Штерк пришел в униформе без офицерских знаков различия, нацепив на грудь только молоточек — значок социалистический партии. Будучи старшим лейтенантом, войну он провел „на безопасном расстоянии от фронтов“, а как грянула революция, стал духовным наставником Халнека, правда, по чисто еврейской привычке выдвигал его на передний план, а когда у того возникали официальные или личные финансовые затруднения, Штерк его выручал.

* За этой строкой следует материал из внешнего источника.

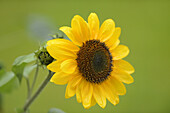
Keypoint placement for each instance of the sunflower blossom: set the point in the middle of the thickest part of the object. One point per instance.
(91, 63)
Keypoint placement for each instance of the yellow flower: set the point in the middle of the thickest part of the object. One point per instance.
(91, 63)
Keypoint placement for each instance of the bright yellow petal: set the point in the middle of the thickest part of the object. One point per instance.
(69, 66)
(112, 97)
(63, 43)
(93, 22)
(80, 28)
(76, 80)
(86, 91)
(120, 52)
(61, 78)
(122, 76)
(69, 32)
(117, 86)
(106, 30)
(99, 95)
(78, 91)
(61, 53)
(70, 91)
(55, 66)
(113, 41)
(93, 102)
(71, 87)
(124, 65)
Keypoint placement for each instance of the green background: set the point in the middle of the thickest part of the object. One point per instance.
(145, 30)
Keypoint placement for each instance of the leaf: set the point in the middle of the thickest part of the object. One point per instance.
(8, 82)
(20, 63)
(19, 110)
(28, 70)
(55, 110)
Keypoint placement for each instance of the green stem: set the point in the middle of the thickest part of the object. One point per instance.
(28, 87)
(44, 83)
(35, 77)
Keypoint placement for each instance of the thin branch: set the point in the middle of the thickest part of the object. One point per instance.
(44, 83)
(35, 77)
(28, 88)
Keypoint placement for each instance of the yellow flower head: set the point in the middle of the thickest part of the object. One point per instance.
(91, 63)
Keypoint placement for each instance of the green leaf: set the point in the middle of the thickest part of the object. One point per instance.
(24, 59)
(8, 82)
(20, 63)
(19, 110)
(28, 70)
(55, 110)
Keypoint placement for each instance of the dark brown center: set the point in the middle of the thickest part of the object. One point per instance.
(94, 61)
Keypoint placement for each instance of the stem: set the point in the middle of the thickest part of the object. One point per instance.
(28, 87)
(35, 77)
(44, 83)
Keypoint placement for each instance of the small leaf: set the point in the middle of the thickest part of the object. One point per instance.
(24, 59)
(20, 63)
(28, 70)
(8, 82)
(19, 110)
(55, 110)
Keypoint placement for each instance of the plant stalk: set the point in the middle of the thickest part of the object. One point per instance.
(44, 83)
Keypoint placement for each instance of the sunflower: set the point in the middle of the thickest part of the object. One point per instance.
(91, 63)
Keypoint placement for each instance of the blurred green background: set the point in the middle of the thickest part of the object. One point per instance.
(145, 29)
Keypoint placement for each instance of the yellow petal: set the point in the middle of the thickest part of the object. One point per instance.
(120, 52)
(69, 66)
(80, 28)
(113, 41)
(63, 43)
(112, 97)
(117, 86)
(75, 81)
(93, 102)
(61, 53)
(78, 91)
(124, 65)
(86, 92)
(55, 66)
(106, 30)
(122, 76)
(61, 78)
(93, 22)
(70, 90)
(69, 32)
(99, 95)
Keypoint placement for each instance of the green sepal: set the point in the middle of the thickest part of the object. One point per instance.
(20, 63)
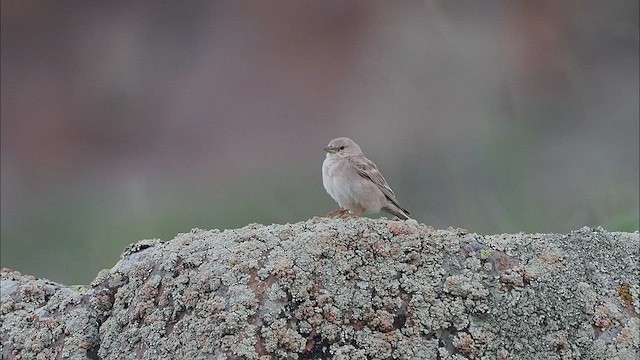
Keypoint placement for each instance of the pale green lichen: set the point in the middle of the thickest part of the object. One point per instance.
(341, 289)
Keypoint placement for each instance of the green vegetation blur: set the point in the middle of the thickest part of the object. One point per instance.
(123, 122)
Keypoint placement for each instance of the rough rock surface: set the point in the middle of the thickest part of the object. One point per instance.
(340, 289)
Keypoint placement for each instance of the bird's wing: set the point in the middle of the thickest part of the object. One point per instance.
(368, 170)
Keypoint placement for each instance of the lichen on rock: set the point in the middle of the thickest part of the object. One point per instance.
(340, 289)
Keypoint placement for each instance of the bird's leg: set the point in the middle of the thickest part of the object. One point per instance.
(351, 216)
(337, 212)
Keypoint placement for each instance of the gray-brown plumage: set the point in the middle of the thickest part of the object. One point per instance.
(355, 183)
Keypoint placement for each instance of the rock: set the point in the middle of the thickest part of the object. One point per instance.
(340, 289)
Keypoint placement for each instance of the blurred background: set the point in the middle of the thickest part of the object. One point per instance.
(129, 120)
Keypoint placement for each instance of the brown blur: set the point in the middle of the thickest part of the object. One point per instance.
(129, 120)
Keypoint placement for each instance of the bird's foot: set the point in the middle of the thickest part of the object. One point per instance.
(338, 213)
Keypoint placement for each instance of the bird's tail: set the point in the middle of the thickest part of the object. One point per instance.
(397, 211)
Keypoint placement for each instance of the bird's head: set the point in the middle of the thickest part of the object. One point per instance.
(342, 148)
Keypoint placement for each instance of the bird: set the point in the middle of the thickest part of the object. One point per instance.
(355, 182)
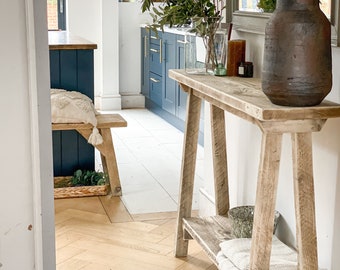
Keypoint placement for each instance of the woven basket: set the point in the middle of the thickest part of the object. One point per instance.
(82, 191)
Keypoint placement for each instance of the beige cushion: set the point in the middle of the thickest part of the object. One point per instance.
(74, 107)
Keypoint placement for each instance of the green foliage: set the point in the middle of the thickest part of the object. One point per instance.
(88, 178)
(205, 15)
(267, 5)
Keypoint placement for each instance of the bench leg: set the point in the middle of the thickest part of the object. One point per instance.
(108, 157)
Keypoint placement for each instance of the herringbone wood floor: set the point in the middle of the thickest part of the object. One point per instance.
(97, 233)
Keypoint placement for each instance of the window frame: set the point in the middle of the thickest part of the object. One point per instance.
(255, 22)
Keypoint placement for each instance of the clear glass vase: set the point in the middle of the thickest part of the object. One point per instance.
(206, 55)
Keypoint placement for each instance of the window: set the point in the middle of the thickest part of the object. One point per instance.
(56, 14)
(249, 18)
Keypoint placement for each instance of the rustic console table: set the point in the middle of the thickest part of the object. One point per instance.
(244, 98)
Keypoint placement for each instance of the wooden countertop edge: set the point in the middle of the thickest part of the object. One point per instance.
(64, 40)
(73, 46)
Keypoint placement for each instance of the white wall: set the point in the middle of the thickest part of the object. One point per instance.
(97, 21)
(115, 27)
(130, 19)
(244, 140)
(26, 208)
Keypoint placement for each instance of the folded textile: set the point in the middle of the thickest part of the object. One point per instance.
(224, 263)
(238, 253)
(75, 107)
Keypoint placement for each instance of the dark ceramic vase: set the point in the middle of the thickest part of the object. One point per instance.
(297, 63)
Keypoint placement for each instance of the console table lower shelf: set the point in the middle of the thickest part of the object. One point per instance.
(245, 99)
(209, 232)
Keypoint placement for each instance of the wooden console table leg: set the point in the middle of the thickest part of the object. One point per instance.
(187, 171)
(304, 201)
(219, 152)
(265, 201)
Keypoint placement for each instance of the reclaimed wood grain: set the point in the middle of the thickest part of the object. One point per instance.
(187, 170)
(265, 201)
(244, 98)
(304, 201)
(220, 165)
(106, 149)
(245, 95)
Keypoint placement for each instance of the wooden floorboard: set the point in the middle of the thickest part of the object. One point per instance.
(98, 233)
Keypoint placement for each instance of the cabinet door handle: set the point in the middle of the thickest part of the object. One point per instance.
(160, 51)
(154, 80)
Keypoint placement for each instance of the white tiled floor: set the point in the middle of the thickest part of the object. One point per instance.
(149, 153)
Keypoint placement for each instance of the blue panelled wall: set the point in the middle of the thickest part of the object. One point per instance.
(72, 70)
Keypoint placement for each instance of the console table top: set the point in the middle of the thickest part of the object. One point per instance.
(245, 95)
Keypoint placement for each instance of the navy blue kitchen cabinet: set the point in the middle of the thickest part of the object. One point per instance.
(71, 68)
(163, 95)
(145, 34)
(169, 62)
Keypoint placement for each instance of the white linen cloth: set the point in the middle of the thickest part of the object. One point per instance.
(236, 253)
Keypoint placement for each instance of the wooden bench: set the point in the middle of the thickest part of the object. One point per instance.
(106, 149)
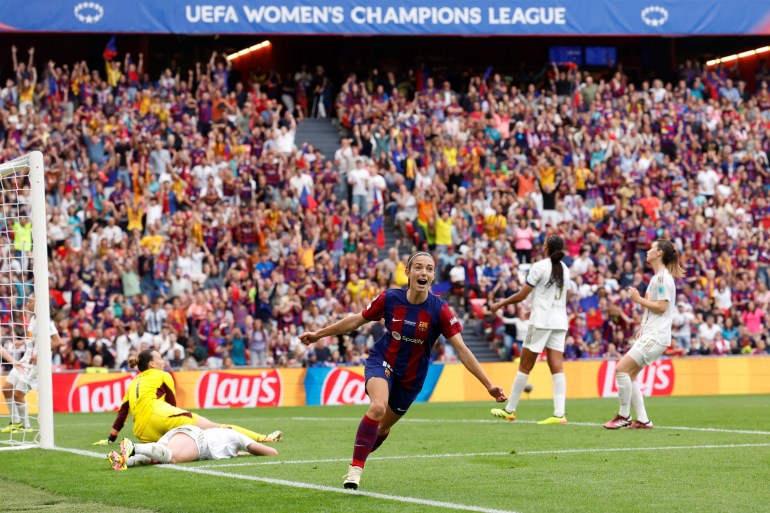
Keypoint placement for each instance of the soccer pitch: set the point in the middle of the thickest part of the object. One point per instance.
(709, 454)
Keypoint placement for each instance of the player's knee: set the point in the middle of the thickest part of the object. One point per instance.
(377, 410)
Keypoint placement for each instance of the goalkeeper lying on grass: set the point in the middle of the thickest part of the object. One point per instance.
(188, 443)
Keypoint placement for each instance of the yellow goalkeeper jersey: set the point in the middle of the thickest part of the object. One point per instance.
(150, 390)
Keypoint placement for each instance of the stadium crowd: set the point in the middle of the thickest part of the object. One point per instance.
(184, 216)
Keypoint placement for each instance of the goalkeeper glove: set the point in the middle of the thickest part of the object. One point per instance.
(110, 439)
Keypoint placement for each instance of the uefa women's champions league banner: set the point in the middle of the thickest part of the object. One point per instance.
(260, 388)
(388, 17)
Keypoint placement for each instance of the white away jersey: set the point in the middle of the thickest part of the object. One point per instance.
(658, 326)
(30, 371)
(213, 444)
(549, 303)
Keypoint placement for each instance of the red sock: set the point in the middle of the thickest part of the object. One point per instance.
(365, 439)
(378, 443)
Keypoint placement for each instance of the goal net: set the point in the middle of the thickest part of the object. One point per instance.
(26, 409)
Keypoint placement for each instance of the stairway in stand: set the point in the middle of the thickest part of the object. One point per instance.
(321, 133)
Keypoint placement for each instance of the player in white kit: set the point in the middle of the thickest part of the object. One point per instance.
(23, 377)
(548, 280)
(654, 336)
(187, 443)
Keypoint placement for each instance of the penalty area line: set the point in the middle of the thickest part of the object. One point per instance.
(306, 486)
(498, 421)
(488, 454)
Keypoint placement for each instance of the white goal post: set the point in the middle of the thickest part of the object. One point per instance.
(16, 177)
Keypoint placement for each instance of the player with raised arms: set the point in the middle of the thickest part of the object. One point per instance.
(654, 336)
(23, 376)
(398, 362)
(187, 443)
(151, 398)
(548, 281)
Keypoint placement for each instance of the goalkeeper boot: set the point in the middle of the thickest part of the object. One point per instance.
(554, 420)
(126, 449)
(503, 414)
(353, 477)
(618, 422)
(116, 461)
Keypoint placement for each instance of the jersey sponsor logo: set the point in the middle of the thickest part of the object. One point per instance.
(230, 390)
(655, 379)
(398, 336)
(98, 395)
(344, 387)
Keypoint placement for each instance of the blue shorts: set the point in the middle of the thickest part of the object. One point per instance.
(399, 398)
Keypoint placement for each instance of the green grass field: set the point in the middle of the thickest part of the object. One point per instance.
(709, 454)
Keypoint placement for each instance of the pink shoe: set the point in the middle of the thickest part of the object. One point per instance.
(618, 422)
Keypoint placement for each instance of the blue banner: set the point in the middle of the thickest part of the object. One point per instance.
(387, 17)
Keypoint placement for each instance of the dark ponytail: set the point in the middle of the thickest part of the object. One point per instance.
(670, 257)
(142, 362)
(555, 246)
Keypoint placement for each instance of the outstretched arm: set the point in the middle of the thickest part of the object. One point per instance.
(470, 363)
(346, 325)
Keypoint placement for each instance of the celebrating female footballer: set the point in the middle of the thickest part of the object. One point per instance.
(654, 336)
(150, 397)
(398, 363)
(549, 279)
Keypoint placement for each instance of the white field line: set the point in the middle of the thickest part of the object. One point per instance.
(486, 421)
(309, 486)
(498, 421)
(481, 454)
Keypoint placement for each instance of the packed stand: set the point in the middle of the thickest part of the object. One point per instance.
(176, 217)
(183, 216)
(481, 171)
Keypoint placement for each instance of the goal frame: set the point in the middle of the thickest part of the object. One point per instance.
(37, 204)
(42, 305)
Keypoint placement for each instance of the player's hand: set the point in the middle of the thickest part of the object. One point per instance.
(309, 337)
(497, 393)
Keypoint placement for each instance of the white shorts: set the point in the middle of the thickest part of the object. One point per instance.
(193, 432)
(646, 350)
(538, 339)
(20, 382)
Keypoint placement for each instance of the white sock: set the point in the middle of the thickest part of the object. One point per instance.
(154, 451)
(138, 459)
(637, 401)
(14, 412)
(23, 416)
(624, 392)
(559, 394)
(518, 387)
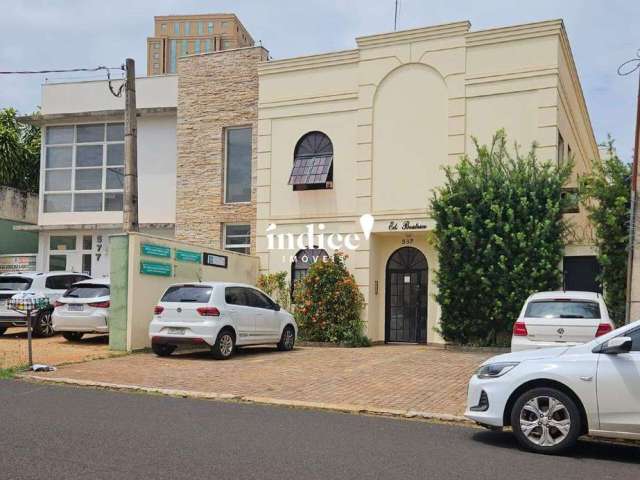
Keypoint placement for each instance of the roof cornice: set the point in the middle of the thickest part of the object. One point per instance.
(426, 33)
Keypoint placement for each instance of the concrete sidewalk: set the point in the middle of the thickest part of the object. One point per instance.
(52, 351)
(406, 380)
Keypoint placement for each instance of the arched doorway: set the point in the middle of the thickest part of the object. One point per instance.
(406, 296)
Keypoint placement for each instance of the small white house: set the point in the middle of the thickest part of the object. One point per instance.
(82, 169)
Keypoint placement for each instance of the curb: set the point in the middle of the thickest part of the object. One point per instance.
(337, 407)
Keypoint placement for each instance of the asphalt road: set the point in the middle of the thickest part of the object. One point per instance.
(65, 432)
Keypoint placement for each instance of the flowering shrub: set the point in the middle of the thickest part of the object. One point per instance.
(329, 304)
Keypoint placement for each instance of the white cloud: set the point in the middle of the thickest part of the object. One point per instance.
(40, 34)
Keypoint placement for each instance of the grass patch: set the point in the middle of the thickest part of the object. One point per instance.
(11, 372)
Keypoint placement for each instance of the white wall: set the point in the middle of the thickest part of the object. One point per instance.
(156, 178)
(92, 96)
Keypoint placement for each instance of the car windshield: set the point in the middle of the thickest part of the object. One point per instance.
(563, 309)
(15, 283)
(87, 291)
(188, 293)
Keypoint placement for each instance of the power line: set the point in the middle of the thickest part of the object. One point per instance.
(116, 92)
(32, 72)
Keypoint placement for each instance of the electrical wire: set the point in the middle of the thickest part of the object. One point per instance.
(630, 66)
(116, 92)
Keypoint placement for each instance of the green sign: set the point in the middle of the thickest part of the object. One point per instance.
(155, 250)
(187, 256)
(150, 268)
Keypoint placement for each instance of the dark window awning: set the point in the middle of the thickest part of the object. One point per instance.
(312, 170)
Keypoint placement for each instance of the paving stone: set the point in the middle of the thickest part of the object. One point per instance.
(404, 378)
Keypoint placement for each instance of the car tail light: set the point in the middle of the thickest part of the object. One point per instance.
(208, 311)
(106, 304)
(603, 329)
(520, 329)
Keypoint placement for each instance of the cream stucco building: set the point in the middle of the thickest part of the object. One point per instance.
(367, 130)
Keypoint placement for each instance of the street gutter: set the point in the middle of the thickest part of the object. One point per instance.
(337, 407)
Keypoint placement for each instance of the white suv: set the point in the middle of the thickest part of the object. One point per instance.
(51, 285)
(221, 316)
(554, 319)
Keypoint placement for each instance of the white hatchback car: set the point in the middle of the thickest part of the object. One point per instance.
(552, 396)
(221, 316)
(84, 308)
(552, 319)
(50, 285)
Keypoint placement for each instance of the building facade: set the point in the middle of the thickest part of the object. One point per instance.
(178, 35)
(217, 148)
(82, 167)
(367, 132)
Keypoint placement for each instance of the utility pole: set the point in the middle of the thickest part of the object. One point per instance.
(130, 196)
(633, 274)
(395, 18)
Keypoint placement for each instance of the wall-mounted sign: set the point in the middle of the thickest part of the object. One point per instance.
(151, 250)
(151, 268)
(395, 225)
(17, 263)
(188, 256)
(214, 260)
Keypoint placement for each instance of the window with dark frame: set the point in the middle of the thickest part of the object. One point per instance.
(312, 163)
(238, 165)
(560, 150)
(237, 238)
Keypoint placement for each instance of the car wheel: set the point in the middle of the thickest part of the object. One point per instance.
(546, 420)
(73, 336)
(287, 340)
(162, 349)
(225, 345)
(43, 326)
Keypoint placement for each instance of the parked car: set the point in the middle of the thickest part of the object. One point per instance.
(552, 396)
(50, 285)
(84, 308)
(551, 319)
(221, 316)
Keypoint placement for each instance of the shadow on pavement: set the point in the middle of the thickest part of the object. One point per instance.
(586, 448)
(243, 353)
(21, 335)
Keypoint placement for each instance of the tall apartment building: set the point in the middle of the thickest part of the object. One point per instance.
(179, 35)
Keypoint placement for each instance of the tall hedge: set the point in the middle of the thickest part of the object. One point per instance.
(606, 192)
(499, 234)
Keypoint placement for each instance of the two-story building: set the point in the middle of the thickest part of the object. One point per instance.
(82, 168)
(368, 130)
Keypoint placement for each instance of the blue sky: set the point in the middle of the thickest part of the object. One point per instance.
(39, 34)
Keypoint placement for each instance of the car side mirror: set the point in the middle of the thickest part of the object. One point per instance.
(617, 345)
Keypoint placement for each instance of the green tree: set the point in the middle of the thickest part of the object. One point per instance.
(276, 286)
(499, 234)
(606, 193)
(329, 304)
(19, 153)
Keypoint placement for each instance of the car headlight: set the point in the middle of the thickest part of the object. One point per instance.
(495, 370)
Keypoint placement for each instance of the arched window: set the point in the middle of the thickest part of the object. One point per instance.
(303, 260)
(312, 163)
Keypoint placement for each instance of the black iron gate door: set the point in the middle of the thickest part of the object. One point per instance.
(406, 297)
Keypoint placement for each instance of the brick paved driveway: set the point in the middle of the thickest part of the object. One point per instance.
(53, 350)
(411, 377)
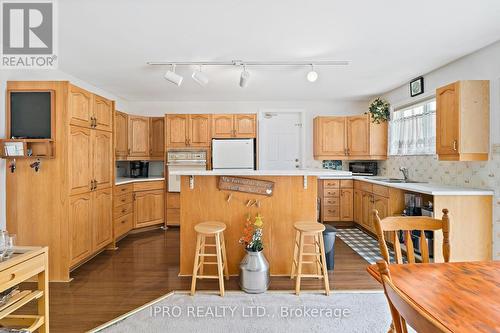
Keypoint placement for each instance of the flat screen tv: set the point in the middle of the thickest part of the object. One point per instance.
(30, 115)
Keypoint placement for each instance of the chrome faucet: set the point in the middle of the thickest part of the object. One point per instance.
(405, 173)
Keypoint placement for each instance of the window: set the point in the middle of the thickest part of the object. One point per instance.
(412, 129)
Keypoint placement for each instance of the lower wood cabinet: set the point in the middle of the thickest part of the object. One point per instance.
(148, 208)
(90, 227)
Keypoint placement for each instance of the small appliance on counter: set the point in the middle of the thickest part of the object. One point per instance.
(233, 154)
(139, 169)
(363, 168)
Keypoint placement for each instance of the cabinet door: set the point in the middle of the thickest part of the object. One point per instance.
(148, 208)
(79, 106)
(222, 126)
(103, 113)
(157, 130)
(80, 227)
(332, 136)
(447, 120)
(346, 204)
(358, 135)
(102, 218)
(199, 130)
(138, 136)
(357, 206)
(121, 135)
(102, 161)
(245, 125)
(177, 130)
(79, 159)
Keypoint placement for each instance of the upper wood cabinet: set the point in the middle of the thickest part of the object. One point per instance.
(463, 121)
(188, 130)
(156, 135)
(103, 110)
(234, 126)
(199, 130)
(138, 136)
(121, 135)
(177, 130)
(102, 218)
(79, 106)
(352, 137)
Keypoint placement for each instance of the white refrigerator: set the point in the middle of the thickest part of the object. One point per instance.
(233, 154)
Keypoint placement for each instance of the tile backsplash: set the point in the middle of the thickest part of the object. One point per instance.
(464, 174)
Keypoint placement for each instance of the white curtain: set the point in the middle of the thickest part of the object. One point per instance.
(412, 130)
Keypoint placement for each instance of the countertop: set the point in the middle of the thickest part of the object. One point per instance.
(240, 172)
(127, 180)
(425, 188)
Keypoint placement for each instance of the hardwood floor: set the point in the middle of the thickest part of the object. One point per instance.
(145, 267)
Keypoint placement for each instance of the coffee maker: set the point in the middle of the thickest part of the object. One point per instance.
(139, 169)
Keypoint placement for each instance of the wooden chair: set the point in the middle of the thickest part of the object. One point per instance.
(312, 230)
(404, 310)
(406, 224)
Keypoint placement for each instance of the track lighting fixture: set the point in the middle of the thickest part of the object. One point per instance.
(244, 77)
(200, 77)
(312, 76)
(173, 77)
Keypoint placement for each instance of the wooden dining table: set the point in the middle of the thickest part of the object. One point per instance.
(463, 296)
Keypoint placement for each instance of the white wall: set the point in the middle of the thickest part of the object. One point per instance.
(481, 65)
(36, 75)
(311, 109)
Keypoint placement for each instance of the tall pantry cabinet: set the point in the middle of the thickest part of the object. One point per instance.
(67, 205)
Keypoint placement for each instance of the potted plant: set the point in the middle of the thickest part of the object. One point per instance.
(380, 110)
(254, 268)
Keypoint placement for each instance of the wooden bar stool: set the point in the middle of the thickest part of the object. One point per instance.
(312, 230)
(203, 230)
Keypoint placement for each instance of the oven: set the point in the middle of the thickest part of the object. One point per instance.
(185, 160)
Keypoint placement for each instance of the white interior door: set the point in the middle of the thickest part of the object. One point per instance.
(280, 140)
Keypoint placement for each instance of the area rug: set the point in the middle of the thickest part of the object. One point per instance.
(345, 312)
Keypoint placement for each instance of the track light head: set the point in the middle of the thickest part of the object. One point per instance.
(312, 76)
(200, 77)
(244, 77)
(173, 77)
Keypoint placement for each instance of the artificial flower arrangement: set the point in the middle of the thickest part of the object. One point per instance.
(252, 234)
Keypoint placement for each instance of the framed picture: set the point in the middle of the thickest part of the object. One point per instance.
(417, 86)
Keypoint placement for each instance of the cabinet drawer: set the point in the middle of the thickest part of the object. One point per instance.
(329, 192)
(122, 189)
(123, 210)
(331, 183)
(18, 273)
(381, 190)
(146, 186)
(124, 224)
(331, 213)
(123, 199)
(346, 183)
(331, 201)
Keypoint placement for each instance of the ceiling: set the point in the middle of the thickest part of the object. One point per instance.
(107, 43)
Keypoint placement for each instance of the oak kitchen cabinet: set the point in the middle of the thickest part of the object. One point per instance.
(188, 130)
(138, 136)
(349, 138)
(336, 200)
(234, 126)
(156, 137)
(463, 121)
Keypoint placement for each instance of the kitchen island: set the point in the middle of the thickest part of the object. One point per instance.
(294, 198)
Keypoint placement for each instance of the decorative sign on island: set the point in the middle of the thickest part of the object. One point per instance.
(247, 185)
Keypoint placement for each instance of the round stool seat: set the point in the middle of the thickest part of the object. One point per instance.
(210, 227)
(309, 227)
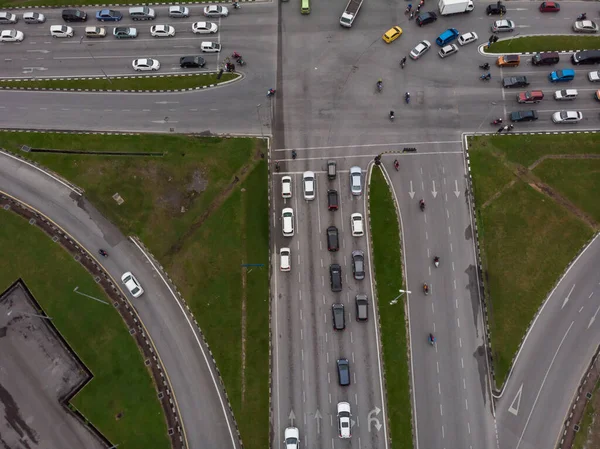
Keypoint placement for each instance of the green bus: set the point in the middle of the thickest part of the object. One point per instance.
(305, 7)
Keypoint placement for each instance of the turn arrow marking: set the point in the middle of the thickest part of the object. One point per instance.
(515, 410)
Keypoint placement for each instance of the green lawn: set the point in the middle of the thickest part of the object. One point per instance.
(201, 225)
(527, 238)
(143, 83)
(387, 264)
(95, 331)
(545, 43)
(578, 180)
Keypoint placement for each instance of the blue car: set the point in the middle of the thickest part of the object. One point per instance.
(447, 36)
(561, 75)
(109, 15)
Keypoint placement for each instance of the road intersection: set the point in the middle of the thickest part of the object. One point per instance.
(327, 108)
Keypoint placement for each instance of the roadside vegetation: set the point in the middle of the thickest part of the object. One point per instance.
(536, 206)
(200, 205)
(122, 385)
(387, 265)
(141, 83)
(557, 42)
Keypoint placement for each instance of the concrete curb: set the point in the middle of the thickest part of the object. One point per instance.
(110, 5)
(497, 394)
(58, 89)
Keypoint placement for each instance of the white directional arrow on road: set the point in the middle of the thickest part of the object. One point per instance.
(592, 319)
(371, 419)
(517, 400)
(411, 192)
(568, 297)
(318, 418)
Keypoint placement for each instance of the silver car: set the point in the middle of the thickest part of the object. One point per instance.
(356, 181)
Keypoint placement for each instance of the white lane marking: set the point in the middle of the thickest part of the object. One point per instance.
(543, 382)
(568, 297)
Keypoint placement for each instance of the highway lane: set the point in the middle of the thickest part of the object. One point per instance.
(307, 347)
(195, 384)
(553, 359)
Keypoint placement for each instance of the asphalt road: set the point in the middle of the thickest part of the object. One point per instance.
(203, 408)
(554, 356)
(327, 107)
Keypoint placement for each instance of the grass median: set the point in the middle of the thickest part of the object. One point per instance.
(122, 386)
(534, 212)
(528, 44)
(200, 205)
(387, 264)
(139, 83)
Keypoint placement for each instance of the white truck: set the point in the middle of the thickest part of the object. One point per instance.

Я присматривался к нему — он ко мне. Наконец, вступив с ним в дипломатические переговоры, я добился того, что мне было позволено пользоваться комнатами с книгами — при условии, что шкафы будут завешены драпировками и опечатаны.

— До чего же сложна диктатура пролетариата! — сказал я со смехом, но Штерк не смеялся. Идею с драпировками я подбросил в надежде на то, что когда-нибудь времена эти все же кончатся и библиотека моя будет спасена. Я нередко пользуюсь этим принципом — спасти что можно, — и даже мог бы назвать это руководящей идеей, а то и семейной философией: сберечь, удержать, уцелеть, сохранить для потомков… Кто-то к этому отнесется с презрением, сочтет эту идею слишком низменной или, отождествляя с жаждой наживы, заподозрит за нею злой умысел, эгоизм, вульгарность. Между тем я считаю это весьма радикальным мировоззрением. Оно, безусловно, требует дисциплины. Но тот, кто усматривает в дисциплине мелочность и трусливость, чиновный менталитет, сам мелочен и труслив. Он не видит за дисциплиной энтузиазма, обузданных страстей, величия цивилизованного человека.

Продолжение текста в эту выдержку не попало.